Thursday, February 10, 2011

Rebutting HHS Claims on State Flexibility

This morning HHS Secretary Sebelius has an op-ed in the Washington Post claiming that the health care law “already gives states most of the resources and flexibility they’re asking for.”  In making that claim, however, the Secretary utilizes a very selective interpretation of the law’s provisions, ignoring those facets of the statute which have the greatest ability to harm state budgets:

CLAIM:                 “States have discretion…to offer a wide variety of plans through their exchanges, including those that feature health savings accounts.”

FACT:                    While the health care law doesn’t include a blanket prohibition on exchanges offering HSA plans, it does contain new restrictions on deductibles and cost-sharing that would prevent many current HSA plans from being offered.  More importantly, the law does not specify that cash contributions made to an HSA will be counted towards the new minimum federal requirements under the new actuarial value metric.  Section 1302(d) of the statute states very clearly that those parameters will be defined “under regulations issued by the Secretary.”  In other words, it’s not states that will determine whether they will be able to offer HSA coverage – it’s the Secretary herself.

CLAIM:                 “States also have the flexibility to decide what benefits plans must offer.”

FACT:                    Section 1302(b)(1) couldn’t be clearer about who will decide the scope of the benefits package: “The Secretary shall define the essential health benefits” necessary to comply with the law’s individual mandate.  States can exceed those Washington-imposed benefit standards, but they cannot waive them, no matter how high premiums will rise. (The richer benefit packages will raise premiums for individual insurance by as much as 30 percent on average, according to the Congressional Budget Office.)  This “flexibility” is in reality a one-way street to higher premiums and health costs for states and families alike.

CLAIM:                 “The federal government will cover 96 percent of this [Medicaid] expansion.”

FACT:                    This claim misleads on several levels.  First, the federal government will pay a higher share of the Medicaid expansion costs for the first few years – but beginning in 2020, will only pay 90 percent of the costs of the Medicaid expansion, not the 96 percent cited in the op-ed.  Second, states will not get an enhanced match on any currently eligible Medicaid individuals who enroll in the program – so if currently eligible populations come “out of the woodwork” to obtain coverage as a result of the law’s individual mandate, state Medicaid spending will skyrocket.  Just last month, Medicare actuary Rick Foster admitted in written testimony that a technical definition in the law could cause at least 5 million more people to enroll in the Medicaid program than originally projected – a potentially new multi-billion dollar fiscal headache that states cannot afford.

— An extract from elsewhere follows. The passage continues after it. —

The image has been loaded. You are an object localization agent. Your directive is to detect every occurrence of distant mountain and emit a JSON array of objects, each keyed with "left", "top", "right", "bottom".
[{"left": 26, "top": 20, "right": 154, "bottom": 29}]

More important than the Secretary’s claims in the op-ed is what she DIDN’T say – she chose not to respond to multiple requests from states for more flexibility in the way they run their Medicaid programs now, and the way the health care law will be implemented in the years after 2014.  In fact, press reports from yesterday indicate that HHS is planning to deny state requests for Medicaid flexibility – contrary to the spirit of the Secretary’s letter.  As the facts above demonstrate, it’s all well and good for the Secretary to talk about giving the states the resources they need to implement the law – but at a time when numerous states face record fiscal pressures, governors need more assistance than bland bromides as they attempt to reform their broken Medicaid programs.